Cuando encendí la televisión, vi cómo intentaban sembrar miedo. Y, sin querer, viajé al pasado, a mi niñez, cuando las historias de terror y culpa llenaban el aire de los días. Se hablaba de tragedias, de castigos divinos, de cosas que jamás vi con mis propios ojos, pero que parecían reales porque todos las repetían como si fueran verdad absoluta.
Recuerdo a esa gente que vivía atada a sus temores, convencida de que su razón era la única. Los domingos, esas mismas personas llenaban las iglesias buscando perdón, alivio, una esperanza que suavizara sus culpas. Como aquel patrón del fundo, que al borde de la muerte quiso enmendar su vida con una donación a la iglesia. Decían que lo hacía para calmar su conciencia, para limpiar sus pecados antes del último suspiro.

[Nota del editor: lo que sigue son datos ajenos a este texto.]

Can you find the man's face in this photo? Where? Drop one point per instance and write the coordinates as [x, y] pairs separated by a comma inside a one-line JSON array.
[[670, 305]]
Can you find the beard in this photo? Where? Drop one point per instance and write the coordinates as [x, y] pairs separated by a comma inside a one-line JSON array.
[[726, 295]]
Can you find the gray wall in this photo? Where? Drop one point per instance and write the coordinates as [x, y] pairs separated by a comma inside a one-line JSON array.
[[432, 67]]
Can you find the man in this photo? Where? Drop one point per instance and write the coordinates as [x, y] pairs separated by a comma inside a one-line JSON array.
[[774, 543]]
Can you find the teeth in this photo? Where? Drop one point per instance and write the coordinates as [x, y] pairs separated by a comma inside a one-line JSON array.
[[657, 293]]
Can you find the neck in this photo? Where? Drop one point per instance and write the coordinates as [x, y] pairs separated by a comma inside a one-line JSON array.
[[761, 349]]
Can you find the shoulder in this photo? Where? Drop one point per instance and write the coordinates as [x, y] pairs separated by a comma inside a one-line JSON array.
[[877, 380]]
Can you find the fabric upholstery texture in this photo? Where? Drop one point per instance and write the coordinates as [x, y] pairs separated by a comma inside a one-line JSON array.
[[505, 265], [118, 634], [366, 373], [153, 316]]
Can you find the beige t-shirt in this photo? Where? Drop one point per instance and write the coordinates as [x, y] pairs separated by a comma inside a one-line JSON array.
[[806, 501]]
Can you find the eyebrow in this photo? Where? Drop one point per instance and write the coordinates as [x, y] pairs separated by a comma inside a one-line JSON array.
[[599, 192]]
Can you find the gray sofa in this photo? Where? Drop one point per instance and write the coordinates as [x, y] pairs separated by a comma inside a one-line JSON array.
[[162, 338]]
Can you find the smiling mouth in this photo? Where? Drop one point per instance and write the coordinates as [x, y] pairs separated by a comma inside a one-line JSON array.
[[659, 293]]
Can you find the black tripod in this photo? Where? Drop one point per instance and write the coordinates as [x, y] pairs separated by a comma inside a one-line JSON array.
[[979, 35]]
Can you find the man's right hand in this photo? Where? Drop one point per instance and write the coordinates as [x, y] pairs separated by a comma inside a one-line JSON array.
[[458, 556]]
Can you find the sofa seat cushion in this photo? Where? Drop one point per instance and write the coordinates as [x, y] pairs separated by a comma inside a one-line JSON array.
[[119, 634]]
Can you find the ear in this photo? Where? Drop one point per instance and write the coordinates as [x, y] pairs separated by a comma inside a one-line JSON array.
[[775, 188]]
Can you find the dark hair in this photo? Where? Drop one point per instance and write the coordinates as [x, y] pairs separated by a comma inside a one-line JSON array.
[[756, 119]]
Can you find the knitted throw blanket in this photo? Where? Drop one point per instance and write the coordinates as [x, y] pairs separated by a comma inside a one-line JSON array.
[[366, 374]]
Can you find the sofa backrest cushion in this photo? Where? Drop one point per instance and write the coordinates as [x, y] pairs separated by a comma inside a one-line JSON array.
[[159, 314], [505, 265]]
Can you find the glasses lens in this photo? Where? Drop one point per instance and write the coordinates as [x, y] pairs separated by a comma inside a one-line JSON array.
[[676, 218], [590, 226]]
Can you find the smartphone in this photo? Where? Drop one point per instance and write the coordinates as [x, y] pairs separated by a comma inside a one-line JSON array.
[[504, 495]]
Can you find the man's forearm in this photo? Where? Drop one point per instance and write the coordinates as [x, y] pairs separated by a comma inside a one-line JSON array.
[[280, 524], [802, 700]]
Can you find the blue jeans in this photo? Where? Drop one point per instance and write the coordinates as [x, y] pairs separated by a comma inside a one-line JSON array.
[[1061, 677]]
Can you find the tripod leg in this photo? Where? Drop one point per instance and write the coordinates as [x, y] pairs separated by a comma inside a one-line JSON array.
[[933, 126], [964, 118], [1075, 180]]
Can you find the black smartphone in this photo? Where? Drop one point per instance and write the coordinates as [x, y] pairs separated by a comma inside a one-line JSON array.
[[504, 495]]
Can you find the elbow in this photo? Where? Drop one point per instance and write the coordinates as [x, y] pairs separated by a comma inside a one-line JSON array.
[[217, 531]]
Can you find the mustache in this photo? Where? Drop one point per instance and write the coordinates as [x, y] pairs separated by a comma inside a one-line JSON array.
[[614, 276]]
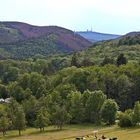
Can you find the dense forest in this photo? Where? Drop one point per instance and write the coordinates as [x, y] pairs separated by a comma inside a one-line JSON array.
[[46, 92], [97, 85]]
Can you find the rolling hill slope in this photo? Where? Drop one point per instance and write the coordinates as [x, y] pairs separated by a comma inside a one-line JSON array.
[[21, 40], [95, 36]]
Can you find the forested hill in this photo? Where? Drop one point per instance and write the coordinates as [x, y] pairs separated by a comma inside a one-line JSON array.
[[21, 40], [96, 36]]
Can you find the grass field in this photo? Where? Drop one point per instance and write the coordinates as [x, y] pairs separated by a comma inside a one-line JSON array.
[[72, 131]]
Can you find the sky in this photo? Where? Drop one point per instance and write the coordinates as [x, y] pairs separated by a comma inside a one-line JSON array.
[[106, 16]]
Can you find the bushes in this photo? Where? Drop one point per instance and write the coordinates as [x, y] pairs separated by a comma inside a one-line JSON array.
[[125, 119]]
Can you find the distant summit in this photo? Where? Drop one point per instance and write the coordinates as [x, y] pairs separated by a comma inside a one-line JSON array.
[[96, 36], [23, 40]]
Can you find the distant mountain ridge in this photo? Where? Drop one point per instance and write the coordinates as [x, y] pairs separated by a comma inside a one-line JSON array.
[[96, 36], [45, 40]]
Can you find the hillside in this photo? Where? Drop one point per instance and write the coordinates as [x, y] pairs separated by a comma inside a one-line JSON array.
[[21, 39], [95, 36], [128, 44]]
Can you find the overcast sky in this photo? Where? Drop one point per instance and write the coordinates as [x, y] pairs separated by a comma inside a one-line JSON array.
[[108, 16]]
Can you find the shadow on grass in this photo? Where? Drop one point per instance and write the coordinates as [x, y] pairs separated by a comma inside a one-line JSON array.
[[35, 132]]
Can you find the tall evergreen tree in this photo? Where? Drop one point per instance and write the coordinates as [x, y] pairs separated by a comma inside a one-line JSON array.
[[19, 120], [121, 60]]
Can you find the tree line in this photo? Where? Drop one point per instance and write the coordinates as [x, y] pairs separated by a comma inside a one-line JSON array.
[[40, 96]]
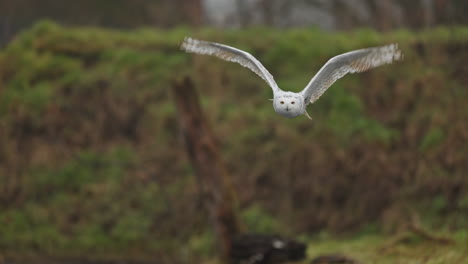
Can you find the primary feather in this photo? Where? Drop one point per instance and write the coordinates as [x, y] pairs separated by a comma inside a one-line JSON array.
[[350, 62], [229, 54]]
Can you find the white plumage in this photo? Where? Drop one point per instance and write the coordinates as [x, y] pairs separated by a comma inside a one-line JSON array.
[[290, 104]]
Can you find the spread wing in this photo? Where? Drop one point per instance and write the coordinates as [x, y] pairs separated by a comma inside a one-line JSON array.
[[350, 62], [230, 54]]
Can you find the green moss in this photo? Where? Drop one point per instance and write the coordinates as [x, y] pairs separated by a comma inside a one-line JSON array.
[[89, 133]]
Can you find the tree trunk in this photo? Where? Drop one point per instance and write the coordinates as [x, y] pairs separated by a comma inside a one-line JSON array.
[[202, 148]]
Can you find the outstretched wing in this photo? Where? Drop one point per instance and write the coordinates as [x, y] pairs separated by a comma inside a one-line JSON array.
[[229, 54], [350, 62]]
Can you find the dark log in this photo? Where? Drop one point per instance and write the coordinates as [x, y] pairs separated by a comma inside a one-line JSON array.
[[203, 151], [266, 249]]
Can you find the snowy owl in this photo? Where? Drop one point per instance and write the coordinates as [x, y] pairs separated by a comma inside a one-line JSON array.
[[291, 104]]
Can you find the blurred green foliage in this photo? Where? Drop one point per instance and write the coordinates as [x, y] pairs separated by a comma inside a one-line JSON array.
[[91, 159]]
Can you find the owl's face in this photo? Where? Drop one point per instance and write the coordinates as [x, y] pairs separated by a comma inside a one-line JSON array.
[[289, 105]]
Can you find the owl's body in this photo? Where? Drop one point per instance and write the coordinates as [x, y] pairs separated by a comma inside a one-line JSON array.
[[291, 104]]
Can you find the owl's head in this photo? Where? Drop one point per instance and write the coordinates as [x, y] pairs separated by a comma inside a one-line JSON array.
[[289, 105]]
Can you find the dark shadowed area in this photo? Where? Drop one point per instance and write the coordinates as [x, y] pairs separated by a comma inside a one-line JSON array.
[[97, 164]]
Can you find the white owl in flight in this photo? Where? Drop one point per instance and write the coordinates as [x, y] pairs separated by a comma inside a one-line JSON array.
[[291, 104]]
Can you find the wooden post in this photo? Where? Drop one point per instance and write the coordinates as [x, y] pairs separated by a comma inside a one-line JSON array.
[[202, 148]]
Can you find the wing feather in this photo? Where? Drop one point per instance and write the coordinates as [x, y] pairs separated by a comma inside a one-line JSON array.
[[229, 54], [350, 62]]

¿Te acuerdas? Era así, ¿verdad? Había algo tan humano en ese acto: el miedo a lo desconocido, el deseo de redimirse. Y aquí estoy, frente a la pantalla, viendo cómo la historia parece repetirse. Pero ahora me pregunto: ¿y si en lugar de miedo elegimos sembrar amor? ¿Y si empezamos a creer más en la esperanza que en los fantasmas del pasado?